Mit "Allmen und die Libellen" begann Suter 2010 seine erste eigene Krimi-Reihe. Weitere Teile folgten, zuletzt 2014 der vierte Band unter dem Titel "Allmen und die verschwundene Maria". Protagonist ist ein Schweizer Privatier, der Geldsorgen hat und sich als Amateurermittler versucht. "Jedes meiner Bücher ist eine Hommage an eine bestimmte Erzählgattung", sagte Suter kurz vor Erscheinen des ersten Allmen-Bandes in einem Interview mit der "Süddeutschen Zeitung". Und in diesem Fall sei es eine "Hommage an den Serien-Krimi". Die ersten beiden Folgen sind inzwischen fürs Fernsehen verfilmt worden.
Privater Schicksalsschlag
Martin Suter hat zusammen mit seiner Frau Margrith Nay Suter lange Zeit abwechselnd auf Ibiza und in Guatemala gelebt. 2006 adoptierten sie dort Zwillinge: einen Jungen und ein Mädchen. Durch einen tragischen Unglücksfall starb der Sohn 2009 im Alter von drei Jahren. Ein schwerer Schicksalsschlag im Leben der Familie, der die Unbeschwertheit wegnahm, wie Suter sagt.
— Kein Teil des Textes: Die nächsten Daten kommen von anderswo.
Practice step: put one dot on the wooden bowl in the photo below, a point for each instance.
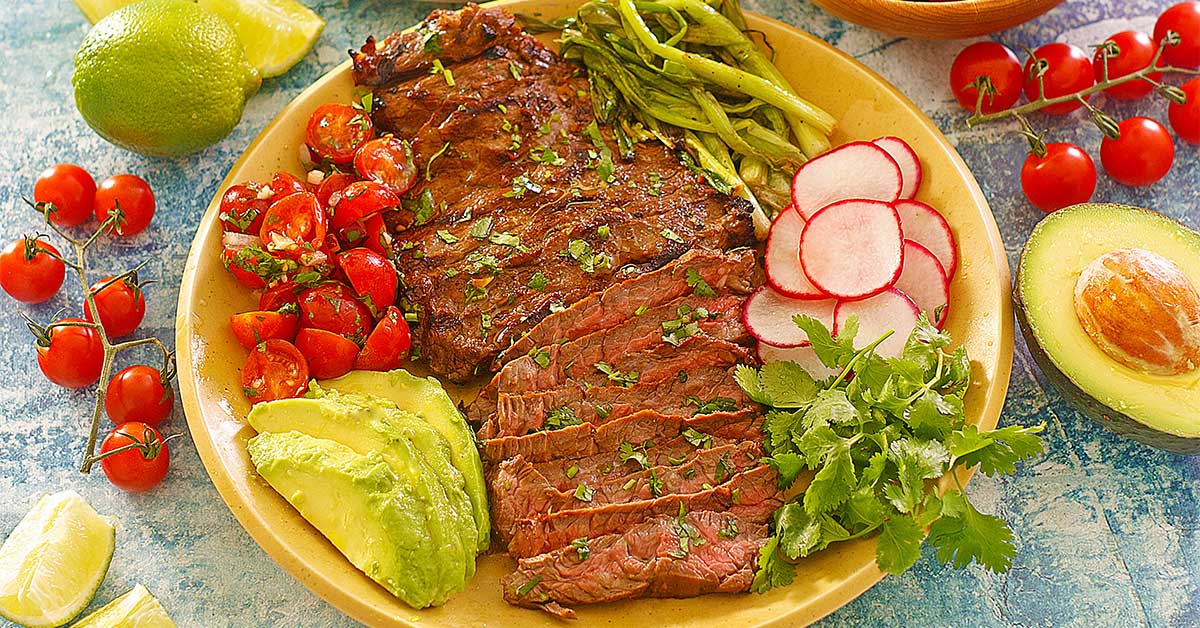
(937, 21)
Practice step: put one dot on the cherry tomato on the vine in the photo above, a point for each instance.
(1066, 175)
(70, 189)
(275, 369)
(30, 270)
(71, 356)
(1185, 19)
(135, 198)
(139, 393)
(1141, 155)
(335, 131)
(143, 465)
(121, 304)
(1067, 71)
(993, 61)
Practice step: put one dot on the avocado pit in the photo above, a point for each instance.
(1141, 310)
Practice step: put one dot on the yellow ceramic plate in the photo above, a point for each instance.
(209, 358)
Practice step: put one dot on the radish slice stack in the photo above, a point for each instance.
(853, 243)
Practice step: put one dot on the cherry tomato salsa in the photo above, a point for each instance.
(316, 252)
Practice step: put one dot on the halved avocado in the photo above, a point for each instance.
(1162, 411)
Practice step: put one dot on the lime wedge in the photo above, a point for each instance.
(136, 609)
(276, 34)
(53, 561)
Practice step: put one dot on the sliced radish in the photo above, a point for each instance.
(906, 157)
(783, 259)
(803, 356)
(859, 169)
(924, 226)
(924, 281)
(891, 310)
(768, 317)
(852, 249)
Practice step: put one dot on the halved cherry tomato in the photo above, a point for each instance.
(70, 189)
(275, 369)
(331, 185)
(389, 161)
(121, 305)
(371, 275)
(335, 131)
(251, 328)
(388, 345)
(329, 354)
(241, 210)
(139, 393)
(294, 226)
(333, 306)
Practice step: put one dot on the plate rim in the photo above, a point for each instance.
(259, 530)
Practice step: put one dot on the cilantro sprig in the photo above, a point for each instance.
(876, 438)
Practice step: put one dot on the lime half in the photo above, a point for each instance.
(136, 609)
(276, 34)
(53, 561)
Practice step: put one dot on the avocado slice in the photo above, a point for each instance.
(425, 398)
(1162, 411)
(359, 503)
(417, 453)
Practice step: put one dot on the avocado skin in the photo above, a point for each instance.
(425, 398)
(1113, 419)
(388, 514)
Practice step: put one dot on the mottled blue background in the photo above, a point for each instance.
(1108, 531)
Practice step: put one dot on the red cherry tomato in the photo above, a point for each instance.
(331, 185)
(1185, 118)
(1185, 19)
(135, 198)
(141, 394)
(331, 306)
(388, 161)
(371, 275)
(1066, 175)
(275, 369)
(1141, 155)
(1135, 51)
(294, 226)
(329, 354)
(73, 357)
(335, 131)
(121, 305)
(359, 201)
(251, 328)
(388, 345)
(70, 189)
(1067, 71)
(29, 271)
(241, 209)
(142, 466)
(994, 61)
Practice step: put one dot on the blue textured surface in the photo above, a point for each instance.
(1108, 531)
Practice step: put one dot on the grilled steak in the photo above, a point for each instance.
(521, 209)
(751, 496)
(665, 556)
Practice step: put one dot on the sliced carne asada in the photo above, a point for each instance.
(520, 209)
(685, 555)
(751, 496)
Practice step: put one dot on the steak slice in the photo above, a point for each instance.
(732, 271)
(717, 317)
(586, 438)
(687, 555)
(519, 414)
(517, 213)
(751, 496)
(520, 491)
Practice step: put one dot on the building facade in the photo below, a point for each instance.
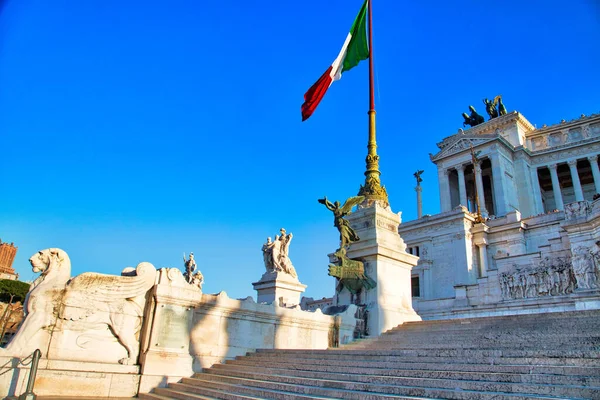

Doch er schrieb weiter. Sein Roman "Der Koch" war zum Zeitpunkt des Unglücks so gut wie fertig und erschien im Januar 2010. Zwei Jahre später folgte mit "Die Zeit, die Zeit" ein Buch, das viele als Verarbeitung seiner eigenen Erlebnisse sehen, was Suter selbst jedoch bestreitet. Der Roman erzählt die Geschichte zweier Männer, die ihre Frau verloren haben, Witwer sind, und nun versuchen, die Zeit zurückzudrehen. Thematisch habe das natürlich mit seinem Leben zu tun, so Suter, aber er habe schon lange vorher einen Roman über eine Zeitreise schreiben wollen. Der Tod seines Sohnes sei vielleicht der Grund dafür, es zu diesem Zeitpunkt zu schreiben, aber es gehe ihm deswegen nicht besser oder schlechter. "Ich habe das nie gemocht, Autoren die ihre eigenen Probleme in Romanen aufarbeiten. Ich möchte das trennen."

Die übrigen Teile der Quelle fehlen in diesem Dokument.